Individuals who do not maintain minimum essential coverage and are not exempt from the mandate have to pay a penalty for each month of noncompliance with the mandate. The penalty is the greater of a flat dollar amount or a percentage of applicable income. In 2014, the annual penalty was the greater of $95 or 1% of applicable income; the penalty increased to the greater of $325 or 2% of applicable income in 2015. The penalty will increase again in 2016 and will be adjusted for inflation thereafter.
The penalty is assessed through the federal tax filing process. The Internal Revenue Service (IRS) can attempt to collect any owed penalties by reducing the amount of an individual's tax refund; however, individuals who fail to pay the penalty will not be subject to any criminal prosecution or penalty for such failure. The Secretary of the Treasury cannot file notice of lien or file a levy on any property for a taxpayer who does not pay the penalty.

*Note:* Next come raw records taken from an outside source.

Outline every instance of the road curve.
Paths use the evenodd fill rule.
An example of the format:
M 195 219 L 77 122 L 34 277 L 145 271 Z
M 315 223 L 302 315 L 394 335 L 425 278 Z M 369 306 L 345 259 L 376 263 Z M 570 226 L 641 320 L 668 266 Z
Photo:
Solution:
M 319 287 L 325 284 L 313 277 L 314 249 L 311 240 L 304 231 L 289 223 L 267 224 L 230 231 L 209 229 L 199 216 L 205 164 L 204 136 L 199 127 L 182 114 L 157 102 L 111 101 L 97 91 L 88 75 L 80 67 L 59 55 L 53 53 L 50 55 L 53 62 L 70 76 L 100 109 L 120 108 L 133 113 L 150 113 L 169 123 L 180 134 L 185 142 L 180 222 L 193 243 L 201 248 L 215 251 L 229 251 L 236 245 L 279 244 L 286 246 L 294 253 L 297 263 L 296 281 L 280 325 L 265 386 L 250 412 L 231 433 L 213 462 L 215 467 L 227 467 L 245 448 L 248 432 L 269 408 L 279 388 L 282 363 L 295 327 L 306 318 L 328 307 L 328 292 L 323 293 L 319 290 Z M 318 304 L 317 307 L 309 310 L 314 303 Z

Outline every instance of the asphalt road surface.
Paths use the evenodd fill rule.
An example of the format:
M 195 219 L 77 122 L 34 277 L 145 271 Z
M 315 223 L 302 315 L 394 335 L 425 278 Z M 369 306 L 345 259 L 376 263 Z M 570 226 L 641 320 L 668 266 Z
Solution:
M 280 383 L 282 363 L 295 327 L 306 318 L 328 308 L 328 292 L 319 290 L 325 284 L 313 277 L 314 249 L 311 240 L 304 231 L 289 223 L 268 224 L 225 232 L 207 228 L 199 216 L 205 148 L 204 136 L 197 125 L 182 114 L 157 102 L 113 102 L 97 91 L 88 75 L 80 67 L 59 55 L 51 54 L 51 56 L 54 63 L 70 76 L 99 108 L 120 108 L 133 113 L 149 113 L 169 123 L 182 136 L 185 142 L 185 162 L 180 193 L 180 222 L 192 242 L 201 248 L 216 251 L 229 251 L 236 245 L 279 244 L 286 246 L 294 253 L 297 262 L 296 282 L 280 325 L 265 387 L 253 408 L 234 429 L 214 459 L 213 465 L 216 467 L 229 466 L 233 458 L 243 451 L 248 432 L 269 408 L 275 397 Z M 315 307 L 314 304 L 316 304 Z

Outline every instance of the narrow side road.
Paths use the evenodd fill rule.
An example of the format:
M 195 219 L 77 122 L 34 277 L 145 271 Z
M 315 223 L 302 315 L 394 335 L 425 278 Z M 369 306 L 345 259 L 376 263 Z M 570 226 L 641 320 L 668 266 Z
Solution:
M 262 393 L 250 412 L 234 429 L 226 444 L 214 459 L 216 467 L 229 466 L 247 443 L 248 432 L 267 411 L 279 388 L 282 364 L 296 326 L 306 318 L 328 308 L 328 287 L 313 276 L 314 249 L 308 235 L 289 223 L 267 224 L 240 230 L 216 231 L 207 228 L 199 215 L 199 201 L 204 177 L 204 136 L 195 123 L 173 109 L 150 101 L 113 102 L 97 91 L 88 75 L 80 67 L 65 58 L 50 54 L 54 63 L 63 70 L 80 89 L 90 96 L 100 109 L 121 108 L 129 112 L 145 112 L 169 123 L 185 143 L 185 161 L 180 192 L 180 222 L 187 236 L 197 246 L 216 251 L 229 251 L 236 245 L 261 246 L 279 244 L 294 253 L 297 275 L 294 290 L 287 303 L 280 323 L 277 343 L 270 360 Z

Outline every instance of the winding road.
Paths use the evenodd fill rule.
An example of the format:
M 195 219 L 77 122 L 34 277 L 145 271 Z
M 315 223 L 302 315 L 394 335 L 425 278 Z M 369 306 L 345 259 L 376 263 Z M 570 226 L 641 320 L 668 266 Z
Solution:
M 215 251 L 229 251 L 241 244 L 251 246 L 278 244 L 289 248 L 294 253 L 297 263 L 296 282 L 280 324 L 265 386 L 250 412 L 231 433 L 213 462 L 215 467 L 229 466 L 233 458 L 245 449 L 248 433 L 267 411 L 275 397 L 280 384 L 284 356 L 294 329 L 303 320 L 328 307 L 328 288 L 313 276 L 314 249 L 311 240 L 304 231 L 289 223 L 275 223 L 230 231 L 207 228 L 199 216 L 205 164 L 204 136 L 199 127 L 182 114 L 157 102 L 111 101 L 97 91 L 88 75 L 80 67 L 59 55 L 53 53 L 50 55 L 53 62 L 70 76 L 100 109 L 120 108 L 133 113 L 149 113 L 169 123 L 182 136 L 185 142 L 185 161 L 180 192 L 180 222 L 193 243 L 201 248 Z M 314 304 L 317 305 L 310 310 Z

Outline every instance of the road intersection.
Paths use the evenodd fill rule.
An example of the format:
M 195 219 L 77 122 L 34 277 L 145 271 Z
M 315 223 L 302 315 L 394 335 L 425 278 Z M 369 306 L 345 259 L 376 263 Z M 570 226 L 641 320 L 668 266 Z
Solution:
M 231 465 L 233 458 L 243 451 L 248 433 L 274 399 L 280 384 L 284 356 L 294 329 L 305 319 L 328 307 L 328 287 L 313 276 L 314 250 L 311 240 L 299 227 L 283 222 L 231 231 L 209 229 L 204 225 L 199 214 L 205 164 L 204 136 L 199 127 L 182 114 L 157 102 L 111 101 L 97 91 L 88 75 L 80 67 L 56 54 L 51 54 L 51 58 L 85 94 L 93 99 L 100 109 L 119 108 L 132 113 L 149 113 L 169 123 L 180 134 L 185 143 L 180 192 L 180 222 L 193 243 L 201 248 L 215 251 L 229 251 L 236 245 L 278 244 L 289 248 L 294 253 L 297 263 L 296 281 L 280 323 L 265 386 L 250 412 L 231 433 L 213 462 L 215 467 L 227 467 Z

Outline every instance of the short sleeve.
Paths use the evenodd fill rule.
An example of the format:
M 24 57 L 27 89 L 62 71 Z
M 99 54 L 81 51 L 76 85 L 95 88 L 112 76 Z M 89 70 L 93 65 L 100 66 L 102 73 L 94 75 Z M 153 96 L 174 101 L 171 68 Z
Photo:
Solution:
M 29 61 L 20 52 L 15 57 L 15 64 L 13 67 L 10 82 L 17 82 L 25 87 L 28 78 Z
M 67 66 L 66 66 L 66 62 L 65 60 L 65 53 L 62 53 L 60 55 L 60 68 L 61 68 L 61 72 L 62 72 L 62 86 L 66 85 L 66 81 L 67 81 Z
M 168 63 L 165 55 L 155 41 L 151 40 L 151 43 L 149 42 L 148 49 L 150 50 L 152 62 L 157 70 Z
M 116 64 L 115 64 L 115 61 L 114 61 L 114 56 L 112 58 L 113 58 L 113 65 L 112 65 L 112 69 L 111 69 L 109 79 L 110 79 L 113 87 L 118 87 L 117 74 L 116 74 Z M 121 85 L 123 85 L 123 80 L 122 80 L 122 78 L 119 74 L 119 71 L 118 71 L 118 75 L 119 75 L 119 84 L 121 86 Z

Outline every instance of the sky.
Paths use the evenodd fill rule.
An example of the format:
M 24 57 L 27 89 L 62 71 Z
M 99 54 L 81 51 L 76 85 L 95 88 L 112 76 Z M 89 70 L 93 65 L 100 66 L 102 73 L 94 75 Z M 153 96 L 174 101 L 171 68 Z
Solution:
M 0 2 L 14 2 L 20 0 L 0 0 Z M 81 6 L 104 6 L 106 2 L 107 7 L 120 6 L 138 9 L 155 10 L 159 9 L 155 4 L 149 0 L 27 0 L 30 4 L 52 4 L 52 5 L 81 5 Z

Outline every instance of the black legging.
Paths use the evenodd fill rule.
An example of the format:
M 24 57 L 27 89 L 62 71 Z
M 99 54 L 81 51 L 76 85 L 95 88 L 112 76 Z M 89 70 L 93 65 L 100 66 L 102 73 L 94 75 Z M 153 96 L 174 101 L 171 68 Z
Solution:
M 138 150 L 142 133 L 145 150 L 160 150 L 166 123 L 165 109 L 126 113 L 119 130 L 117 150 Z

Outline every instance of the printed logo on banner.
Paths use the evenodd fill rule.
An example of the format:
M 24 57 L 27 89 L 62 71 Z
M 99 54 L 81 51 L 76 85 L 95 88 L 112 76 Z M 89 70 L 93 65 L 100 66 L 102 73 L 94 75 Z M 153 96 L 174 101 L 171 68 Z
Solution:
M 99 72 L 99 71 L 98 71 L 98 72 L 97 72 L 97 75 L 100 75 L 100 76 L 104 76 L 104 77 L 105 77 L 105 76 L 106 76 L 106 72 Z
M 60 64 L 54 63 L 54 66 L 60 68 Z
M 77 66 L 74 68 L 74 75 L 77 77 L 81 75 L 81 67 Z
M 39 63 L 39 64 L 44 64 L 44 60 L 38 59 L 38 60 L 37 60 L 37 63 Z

Certain individuals are exempt from the individual mandate and the penalty. For example, individuals with qualifying religious exemptions and those whose household income is below the filing threshold for federal income taxes are not subject to the penalty. The ACA allows the Secretary of Health and Human Services (HHS) to grant hardship exemptions from the penalty to anyone determined to have suffered a hardship with respect to the capability to obtain coverage. The Secretary of HHS has identified a number of different circumstances that would allow individuals to receive a hardship exemption, including an individual not being eligible for Medicaid based on a state's decision not to carry out the ACA expansion and financial or domestic circumstances that prevent an individual from obtaining coverage (e.g., eviction or recent experience of domestic violence).
The ACA includes several reporting requirements designed, in part, to assist individuals in providing evidence of having met the mandate. Every entity (including employers, insurers, and government programs) that provides minimum essential coverage to any individual must present a return to the IRS and a statement to the covered individual that includes information about the individual's health insurance coverage.